Robidoux also writes about how the professional game is set apart from reality--the artificiality of the ice, the "hockey time" on the clock--all the way to the initiation rituals that not only separate the player from ordinary society, but also sublimate him to the team. That these sorts of rituals continue throughout the players' careers leads Robidoux to the conclusion that "the entire hockey experience [is] liminal - which from an outsider's perspective is likely a reasonable assessment." In this regard, there are some interesting questions to be posed about the relationships between players and fans (especially now that so many are on social media), and even about relationships between players and their families.

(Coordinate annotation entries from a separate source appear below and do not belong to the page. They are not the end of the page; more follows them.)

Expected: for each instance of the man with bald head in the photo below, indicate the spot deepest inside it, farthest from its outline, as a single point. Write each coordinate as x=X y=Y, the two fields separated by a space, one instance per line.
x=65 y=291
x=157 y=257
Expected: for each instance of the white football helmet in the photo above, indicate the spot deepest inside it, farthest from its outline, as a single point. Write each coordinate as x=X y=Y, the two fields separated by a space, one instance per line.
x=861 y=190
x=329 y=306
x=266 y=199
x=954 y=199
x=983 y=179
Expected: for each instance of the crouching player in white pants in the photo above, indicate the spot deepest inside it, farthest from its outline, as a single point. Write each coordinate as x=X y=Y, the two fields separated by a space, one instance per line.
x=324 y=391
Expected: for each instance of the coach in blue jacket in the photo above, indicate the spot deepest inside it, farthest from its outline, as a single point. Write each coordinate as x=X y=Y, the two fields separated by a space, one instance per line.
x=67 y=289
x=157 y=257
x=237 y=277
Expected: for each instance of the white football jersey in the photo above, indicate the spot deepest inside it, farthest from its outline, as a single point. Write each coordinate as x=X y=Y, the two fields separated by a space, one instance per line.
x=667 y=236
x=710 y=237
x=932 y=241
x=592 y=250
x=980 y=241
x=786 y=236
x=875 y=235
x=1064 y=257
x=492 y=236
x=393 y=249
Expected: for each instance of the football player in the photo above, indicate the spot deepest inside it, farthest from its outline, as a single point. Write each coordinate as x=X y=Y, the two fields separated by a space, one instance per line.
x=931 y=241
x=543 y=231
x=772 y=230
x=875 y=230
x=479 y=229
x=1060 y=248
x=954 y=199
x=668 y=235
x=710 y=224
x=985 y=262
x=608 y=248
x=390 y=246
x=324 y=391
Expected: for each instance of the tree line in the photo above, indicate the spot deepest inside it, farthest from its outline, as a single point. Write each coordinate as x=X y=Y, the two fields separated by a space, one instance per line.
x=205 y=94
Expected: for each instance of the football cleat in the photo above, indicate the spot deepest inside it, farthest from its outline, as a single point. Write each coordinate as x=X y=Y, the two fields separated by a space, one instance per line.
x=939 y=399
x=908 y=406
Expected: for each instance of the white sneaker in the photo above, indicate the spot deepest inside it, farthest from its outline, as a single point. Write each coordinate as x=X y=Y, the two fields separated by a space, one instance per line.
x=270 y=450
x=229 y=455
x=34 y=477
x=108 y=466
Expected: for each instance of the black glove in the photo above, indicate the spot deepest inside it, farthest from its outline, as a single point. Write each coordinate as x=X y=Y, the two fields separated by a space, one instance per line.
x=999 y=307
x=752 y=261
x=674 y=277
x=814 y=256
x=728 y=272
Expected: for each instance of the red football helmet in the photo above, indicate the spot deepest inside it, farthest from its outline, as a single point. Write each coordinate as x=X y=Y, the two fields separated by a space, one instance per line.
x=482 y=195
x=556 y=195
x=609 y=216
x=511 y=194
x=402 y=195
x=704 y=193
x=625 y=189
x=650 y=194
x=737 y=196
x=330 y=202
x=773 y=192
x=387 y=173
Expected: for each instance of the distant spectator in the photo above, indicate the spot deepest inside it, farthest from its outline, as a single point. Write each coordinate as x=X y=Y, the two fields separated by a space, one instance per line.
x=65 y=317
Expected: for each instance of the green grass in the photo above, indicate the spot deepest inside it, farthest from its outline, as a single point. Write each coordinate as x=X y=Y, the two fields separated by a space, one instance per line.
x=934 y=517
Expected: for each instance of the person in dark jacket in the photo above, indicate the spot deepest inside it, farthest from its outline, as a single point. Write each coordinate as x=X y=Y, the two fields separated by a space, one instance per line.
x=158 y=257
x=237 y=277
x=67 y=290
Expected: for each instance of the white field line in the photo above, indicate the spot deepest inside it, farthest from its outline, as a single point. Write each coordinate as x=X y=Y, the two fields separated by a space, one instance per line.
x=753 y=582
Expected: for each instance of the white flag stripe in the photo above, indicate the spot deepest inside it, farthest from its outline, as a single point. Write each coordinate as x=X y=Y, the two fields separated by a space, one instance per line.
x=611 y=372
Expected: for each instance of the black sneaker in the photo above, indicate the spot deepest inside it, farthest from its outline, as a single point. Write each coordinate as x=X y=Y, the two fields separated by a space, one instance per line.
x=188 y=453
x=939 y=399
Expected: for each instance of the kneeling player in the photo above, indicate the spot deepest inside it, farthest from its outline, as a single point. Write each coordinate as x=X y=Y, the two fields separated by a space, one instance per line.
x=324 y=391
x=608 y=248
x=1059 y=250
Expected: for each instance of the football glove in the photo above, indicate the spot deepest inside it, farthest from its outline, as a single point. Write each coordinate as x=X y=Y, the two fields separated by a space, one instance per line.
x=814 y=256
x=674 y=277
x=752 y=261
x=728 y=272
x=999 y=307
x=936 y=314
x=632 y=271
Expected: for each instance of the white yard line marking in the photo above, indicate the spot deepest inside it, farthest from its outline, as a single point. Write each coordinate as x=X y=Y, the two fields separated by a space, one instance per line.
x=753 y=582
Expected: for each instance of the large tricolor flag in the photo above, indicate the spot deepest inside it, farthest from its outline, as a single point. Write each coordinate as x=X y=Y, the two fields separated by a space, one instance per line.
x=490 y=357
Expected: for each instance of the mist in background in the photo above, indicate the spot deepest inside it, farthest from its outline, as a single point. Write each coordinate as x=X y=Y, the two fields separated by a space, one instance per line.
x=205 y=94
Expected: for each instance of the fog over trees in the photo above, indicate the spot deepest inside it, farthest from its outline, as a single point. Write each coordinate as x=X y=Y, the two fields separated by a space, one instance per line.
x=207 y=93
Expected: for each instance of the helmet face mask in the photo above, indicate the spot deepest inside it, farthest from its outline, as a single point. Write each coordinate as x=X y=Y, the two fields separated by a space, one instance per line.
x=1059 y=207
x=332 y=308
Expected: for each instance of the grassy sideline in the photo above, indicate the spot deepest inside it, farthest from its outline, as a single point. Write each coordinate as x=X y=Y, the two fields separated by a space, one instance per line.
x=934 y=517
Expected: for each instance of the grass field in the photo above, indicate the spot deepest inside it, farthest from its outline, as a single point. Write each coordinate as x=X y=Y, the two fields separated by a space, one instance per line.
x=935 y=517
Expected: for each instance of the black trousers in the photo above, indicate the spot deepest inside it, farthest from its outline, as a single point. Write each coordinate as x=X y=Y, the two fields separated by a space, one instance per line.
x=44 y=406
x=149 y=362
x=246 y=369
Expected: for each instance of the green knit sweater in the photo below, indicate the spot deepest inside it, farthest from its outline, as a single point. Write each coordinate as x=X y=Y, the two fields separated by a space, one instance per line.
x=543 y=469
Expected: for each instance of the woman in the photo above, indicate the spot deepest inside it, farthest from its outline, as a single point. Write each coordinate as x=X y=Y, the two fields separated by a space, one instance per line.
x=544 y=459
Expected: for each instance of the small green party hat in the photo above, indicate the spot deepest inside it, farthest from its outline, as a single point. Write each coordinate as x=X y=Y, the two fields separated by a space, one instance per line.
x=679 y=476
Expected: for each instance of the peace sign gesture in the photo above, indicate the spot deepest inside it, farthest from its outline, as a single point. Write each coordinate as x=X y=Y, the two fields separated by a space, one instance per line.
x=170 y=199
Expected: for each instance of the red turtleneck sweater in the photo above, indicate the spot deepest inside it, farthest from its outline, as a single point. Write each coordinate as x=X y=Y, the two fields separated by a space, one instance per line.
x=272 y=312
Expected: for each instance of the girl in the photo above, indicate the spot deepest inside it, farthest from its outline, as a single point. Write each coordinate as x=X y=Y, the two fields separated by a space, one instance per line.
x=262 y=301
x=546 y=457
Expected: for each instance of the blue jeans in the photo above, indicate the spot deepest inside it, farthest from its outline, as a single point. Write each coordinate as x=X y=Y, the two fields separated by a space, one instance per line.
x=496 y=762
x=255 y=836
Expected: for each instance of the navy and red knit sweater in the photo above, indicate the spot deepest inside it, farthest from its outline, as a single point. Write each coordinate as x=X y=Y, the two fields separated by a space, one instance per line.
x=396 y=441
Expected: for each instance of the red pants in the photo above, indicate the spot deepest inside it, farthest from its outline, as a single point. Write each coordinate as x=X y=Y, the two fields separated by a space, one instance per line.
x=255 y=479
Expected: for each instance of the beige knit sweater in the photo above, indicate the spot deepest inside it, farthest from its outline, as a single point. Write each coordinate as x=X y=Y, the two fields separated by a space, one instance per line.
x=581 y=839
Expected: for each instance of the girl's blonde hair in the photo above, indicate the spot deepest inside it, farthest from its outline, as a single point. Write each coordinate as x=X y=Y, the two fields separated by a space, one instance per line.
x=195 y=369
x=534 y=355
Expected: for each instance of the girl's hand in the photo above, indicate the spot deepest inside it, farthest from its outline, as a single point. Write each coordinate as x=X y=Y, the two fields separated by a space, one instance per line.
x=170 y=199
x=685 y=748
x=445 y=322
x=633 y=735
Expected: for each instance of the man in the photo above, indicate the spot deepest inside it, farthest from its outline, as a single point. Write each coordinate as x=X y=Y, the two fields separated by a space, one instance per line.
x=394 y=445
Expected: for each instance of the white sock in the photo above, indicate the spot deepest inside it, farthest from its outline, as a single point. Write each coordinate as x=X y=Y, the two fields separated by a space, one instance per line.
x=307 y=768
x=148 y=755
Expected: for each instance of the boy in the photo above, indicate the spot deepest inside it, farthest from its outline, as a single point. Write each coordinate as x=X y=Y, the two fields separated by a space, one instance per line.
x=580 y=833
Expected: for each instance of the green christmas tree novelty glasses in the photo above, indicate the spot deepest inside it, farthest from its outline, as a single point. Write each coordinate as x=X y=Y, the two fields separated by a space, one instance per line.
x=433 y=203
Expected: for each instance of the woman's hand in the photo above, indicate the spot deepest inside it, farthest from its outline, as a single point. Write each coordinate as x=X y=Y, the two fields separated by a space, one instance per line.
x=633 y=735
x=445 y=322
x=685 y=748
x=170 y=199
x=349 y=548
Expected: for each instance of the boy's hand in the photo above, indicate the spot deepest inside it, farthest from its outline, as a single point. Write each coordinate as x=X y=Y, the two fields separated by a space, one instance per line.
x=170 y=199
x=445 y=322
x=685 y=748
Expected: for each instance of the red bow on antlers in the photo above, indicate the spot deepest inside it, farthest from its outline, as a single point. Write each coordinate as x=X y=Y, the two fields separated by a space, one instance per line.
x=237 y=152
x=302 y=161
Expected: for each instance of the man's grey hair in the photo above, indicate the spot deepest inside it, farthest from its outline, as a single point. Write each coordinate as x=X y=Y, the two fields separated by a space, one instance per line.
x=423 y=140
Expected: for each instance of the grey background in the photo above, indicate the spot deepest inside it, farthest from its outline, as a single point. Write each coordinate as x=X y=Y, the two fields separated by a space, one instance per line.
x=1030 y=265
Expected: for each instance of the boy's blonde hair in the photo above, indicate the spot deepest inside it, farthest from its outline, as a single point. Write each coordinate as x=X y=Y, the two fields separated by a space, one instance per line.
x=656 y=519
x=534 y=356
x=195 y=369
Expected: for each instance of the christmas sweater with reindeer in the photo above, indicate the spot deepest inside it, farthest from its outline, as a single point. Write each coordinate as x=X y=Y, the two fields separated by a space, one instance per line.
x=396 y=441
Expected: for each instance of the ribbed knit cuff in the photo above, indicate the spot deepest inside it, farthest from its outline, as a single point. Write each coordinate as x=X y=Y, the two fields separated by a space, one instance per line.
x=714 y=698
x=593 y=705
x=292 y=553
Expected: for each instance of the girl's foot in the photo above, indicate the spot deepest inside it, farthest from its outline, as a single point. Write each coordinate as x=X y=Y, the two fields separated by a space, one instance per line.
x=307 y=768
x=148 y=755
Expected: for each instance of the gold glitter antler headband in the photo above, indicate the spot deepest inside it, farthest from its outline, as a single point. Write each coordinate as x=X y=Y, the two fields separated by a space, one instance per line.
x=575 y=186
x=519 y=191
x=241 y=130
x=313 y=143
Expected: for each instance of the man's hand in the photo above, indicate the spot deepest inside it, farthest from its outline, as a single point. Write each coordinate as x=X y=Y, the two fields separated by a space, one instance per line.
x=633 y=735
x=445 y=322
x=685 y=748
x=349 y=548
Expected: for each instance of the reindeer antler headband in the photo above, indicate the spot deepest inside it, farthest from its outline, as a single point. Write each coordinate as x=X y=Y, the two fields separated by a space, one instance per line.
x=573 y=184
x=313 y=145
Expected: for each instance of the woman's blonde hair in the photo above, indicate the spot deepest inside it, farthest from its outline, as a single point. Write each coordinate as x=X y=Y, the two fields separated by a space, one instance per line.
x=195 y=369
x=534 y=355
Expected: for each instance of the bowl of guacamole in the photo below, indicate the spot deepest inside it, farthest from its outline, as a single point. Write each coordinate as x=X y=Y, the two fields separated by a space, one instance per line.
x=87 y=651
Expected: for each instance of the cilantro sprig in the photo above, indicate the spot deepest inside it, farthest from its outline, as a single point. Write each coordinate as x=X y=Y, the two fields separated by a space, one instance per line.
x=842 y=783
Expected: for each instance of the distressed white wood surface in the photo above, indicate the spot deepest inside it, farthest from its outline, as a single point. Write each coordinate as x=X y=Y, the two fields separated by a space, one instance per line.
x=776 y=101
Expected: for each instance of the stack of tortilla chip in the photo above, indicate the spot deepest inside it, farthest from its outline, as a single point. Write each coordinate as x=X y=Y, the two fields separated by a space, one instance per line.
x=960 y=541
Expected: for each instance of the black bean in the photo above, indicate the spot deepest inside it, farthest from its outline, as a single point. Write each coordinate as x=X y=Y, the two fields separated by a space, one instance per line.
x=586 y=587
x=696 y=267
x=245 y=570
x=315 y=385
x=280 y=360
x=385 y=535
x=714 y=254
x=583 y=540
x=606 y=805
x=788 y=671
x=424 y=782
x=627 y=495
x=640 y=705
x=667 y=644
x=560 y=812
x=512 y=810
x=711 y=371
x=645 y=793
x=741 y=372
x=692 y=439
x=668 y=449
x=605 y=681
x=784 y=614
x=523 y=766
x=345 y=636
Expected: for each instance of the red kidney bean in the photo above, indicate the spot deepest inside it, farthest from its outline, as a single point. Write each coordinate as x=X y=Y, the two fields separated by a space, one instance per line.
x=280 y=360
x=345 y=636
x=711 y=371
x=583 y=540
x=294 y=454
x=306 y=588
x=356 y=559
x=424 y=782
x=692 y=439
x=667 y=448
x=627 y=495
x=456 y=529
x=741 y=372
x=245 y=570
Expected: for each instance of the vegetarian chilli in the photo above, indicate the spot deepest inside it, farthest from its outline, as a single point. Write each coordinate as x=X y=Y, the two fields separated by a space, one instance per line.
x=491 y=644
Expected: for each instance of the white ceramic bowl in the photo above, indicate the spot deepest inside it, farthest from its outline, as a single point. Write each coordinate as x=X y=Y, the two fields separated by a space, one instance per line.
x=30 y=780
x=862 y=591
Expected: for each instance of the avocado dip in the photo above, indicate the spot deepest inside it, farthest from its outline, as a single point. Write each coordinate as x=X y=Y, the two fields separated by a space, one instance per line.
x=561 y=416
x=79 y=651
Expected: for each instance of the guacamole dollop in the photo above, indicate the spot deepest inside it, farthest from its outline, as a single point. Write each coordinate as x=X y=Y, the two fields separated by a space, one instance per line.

There's more to this book, but you probably get the idea by now. It isn't the typical glorification of the game and players that we're used to reading, but if you want to go deeper, Men at Play is a great place to start.
This is an ethnographic study of a hockey team, and what it means to be a professional hockey player. Robidoux spent the 1996-97 season with an AHL team (though he uses pseudonyms, it is clearly the St. John's Maple Leafs) and looks at the experiences of hockey players. Though it is at the minor league level he notes there are many similarities regardless of the level, and shows that hockey players live a very closed-off life, one distinct from the rest of society. It can bring some insight for those interested in hockey, but is not a conventional hockey book by any means.
One of the worst books I've ever read. I found myself pretty offended by most of this book, so I returned it to Barnes & Noble. It's not worth the paper it's printed on.